Clanton’s week began with the annual Shenandoah County track and field meet on May 3, during which he won the boys’ long jump, 100-meter dash and 200-meter dash before running the third leg of the winning 4×400 relay team. His adjusted time of 10.94 seconds – he was hand-timed at 10.68 – in the 100 was a new county meet record and a personal best.
Two days later, the sophomore again streaked to victories in the 100 and 200 at the 11-team Stonewall Jackson Invitational, while running his best Fully Automatic Timing (FAT) mark of 11.05 seconds in the 100, and contributed to the winning 4×400 relay team.
Clanton’s speed, he said, is a natural gift, and running track seemed like the perfect chance to showcase his talents when he picked up the sport in middle school. But the sophomore, who also plays football, has put in the effort to build on his natural athleticism as well through his offseason preparation.
“The weight room, that’s been the biggest part,” Clanton said. “I was in the weight room last semester and then after school. Sometimes in the morning I go out and weight lift too.
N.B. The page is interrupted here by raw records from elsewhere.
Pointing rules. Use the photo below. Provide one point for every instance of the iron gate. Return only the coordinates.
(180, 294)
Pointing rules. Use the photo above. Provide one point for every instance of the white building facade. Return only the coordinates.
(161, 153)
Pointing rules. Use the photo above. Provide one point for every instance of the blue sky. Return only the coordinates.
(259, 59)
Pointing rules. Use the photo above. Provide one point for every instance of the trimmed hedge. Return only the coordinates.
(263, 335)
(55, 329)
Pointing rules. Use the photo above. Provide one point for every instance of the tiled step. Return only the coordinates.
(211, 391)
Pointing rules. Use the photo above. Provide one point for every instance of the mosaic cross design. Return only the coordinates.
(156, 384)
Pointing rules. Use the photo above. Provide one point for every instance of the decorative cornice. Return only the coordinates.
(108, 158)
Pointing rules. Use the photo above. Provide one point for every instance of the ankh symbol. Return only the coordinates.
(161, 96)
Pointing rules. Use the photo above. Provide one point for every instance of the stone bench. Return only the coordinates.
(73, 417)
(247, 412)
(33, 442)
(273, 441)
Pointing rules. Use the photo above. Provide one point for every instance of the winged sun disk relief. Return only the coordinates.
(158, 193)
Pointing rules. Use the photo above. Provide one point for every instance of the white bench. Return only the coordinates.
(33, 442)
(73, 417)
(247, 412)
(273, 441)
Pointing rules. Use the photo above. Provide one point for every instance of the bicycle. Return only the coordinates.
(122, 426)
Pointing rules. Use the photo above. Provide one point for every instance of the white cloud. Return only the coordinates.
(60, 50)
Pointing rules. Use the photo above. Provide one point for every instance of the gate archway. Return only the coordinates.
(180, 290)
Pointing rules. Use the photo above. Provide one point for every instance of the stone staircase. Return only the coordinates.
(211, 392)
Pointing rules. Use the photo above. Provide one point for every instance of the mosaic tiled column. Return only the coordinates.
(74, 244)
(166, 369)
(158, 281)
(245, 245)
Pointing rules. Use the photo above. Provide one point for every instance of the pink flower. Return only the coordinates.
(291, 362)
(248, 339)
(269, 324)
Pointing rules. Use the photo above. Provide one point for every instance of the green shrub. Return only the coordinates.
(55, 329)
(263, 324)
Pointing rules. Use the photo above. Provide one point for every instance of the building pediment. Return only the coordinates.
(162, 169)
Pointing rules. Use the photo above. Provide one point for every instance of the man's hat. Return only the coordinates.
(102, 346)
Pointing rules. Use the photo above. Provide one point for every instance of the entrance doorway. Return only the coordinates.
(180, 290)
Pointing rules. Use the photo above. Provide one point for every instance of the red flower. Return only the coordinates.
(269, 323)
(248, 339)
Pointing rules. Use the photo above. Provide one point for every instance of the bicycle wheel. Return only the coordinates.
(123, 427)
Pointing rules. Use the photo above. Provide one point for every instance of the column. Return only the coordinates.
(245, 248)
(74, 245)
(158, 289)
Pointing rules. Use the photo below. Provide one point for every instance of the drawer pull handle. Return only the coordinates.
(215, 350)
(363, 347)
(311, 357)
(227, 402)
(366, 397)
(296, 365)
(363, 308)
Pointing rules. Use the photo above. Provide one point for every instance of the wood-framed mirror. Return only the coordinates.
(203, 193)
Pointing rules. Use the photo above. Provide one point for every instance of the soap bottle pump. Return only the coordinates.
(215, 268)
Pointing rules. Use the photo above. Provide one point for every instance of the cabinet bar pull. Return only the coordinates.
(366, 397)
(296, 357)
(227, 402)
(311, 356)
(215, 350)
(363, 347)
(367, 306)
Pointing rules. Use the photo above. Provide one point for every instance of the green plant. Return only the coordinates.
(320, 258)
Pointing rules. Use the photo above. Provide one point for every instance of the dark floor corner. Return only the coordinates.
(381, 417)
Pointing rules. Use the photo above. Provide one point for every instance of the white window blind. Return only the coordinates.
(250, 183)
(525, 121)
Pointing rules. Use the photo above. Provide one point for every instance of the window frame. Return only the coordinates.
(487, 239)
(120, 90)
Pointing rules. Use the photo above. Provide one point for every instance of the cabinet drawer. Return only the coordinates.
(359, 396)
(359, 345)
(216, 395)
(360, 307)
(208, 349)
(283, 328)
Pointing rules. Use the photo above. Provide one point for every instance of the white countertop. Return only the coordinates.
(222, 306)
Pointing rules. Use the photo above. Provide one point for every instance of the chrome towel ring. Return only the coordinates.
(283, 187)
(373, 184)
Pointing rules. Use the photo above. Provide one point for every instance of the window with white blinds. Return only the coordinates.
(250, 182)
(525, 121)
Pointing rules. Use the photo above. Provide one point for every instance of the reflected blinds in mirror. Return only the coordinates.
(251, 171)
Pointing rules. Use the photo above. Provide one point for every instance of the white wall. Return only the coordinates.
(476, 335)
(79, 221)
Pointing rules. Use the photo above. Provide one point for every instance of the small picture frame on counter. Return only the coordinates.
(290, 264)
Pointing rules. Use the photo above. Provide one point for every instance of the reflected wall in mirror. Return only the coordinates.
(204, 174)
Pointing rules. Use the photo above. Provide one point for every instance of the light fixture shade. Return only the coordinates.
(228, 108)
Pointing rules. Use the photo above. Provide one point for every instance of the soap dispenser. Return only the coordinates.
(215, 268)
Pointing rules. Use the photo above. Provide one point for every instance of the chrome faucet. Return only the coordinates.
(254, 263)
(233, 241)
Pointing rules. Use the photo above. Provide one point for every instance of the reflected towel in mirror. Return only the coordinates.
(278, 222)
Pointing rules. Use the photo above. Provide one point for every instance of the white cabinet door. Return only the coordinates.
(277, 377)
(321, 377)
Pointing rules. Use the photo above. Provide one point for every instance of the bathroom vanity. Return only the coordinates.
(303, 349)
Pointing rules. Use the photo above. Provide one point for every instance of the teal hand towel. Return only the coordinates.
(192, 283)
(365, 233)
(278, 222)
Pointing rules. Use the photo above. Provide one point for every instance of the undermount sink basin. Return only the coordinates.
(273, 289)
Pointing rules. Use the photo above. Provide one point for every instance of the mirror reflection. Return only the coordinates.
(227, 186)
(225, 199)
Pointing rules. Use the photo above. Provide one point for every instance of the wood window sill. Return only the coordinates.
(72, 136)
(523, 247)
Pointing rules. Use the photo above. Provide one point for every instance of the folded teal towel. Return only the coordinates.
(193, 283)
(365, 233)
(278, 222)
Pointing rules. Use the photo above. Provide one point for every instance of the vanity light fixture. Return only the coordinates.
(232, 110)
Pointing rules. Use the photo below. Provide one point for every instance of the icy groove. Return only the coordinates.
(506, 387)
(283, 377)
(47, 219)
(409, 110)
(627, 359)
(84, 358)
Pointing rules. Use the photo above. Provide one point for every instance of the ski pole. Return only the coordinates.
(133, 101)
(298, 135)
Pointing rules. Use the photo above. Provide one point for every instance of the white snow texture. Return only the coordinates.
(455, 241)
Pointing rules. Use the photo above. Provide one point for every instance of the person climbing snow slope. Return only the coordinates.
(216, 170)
But that was the biggest thing in the winter since I don’t play any other sports.”
And there’s also the friendly competition Clanton has with Central junior Coy Jimenez, which manifests itself in nearly every practice and in each meet the Falcons take part in during the track season.
Clanton edged out Jimenez – who placed fourth in the 100 in last season’s Virginia High School League Group 2A state championships – by 0.35 and 0.49 seconds in the 100 and 200, respectively at the county meet and again by 0.02 and 0.21 seconds in those same events at the Stonewall Jackson Invitational. Jimenez returned the favor by beating Clanton in both events at the Bull Run District championships on Wednesday evening.
“It’s a rivalry, all right,” said Clanton, who owns the coverage area’s top times in the 100 and 200 this spring. “Knowing at the beginning he was beating me and then, I don’t know, I guess I kind of got a little angry always coming in second. … I don’t know, it’s been a different year. I didn’t think it’d be this fast.”
Clanton’s determination to beat his teammate falls into what he said was his biggest takeaway from his freshman season last year, during which he placed 11th in the state in the long jump and helped power Central’s 4×400 relay team to a state championship performance in Radford.
“(I learned) that there’s always someone better than you, and to be the best you’ve gotta beat them,” Clanton said. “Last year at states was a big thing as a freshman. There was hardly anybody (there) as a freshman. And then winning, I wanted to be better this year and go to more events. Now I’m first in the 200 and the 100, so it’s been quite a year.”
Lytton said where Clanton was “hesitant at times” to try things last season, he’s been able to focus more on the intricacies of his events as a sophomore now that he has more experience.
“In middle school he was just so much faster than everybody else that he could just outjump them without any form or anything. Now he has to work on his form,” Lytton said. “And he is very aware now of the speed that he has and the reserve that he has. In a race when he needs to hit that next gear he can do it easily.”
Clanton said his ultimate goal this season is to win state titles in the 100 and 200 and help the Falcons repeat in the 4×400 relay (Clanton, Jimenez and Carston Shockey returned from last year’s group and are joined this spring by Saxon Franklin).
He’s also got his sights set on the future and is riding a wave of confidence after earning first-team all-state recognition in football this past season as a kick returner and second-team honors as a wide receiver and punt returner.
“Yeah, I probably think so,” Clanton responded when asked if his football accolades have impacted his confidence during the track season, “knowing that I’m all-state and a state champion last year for track. I’d like to repeat that and knowing that college is coming, junior year is college recruiting and all that’s coming, I’m trying to step it up right now so I just get better and better.”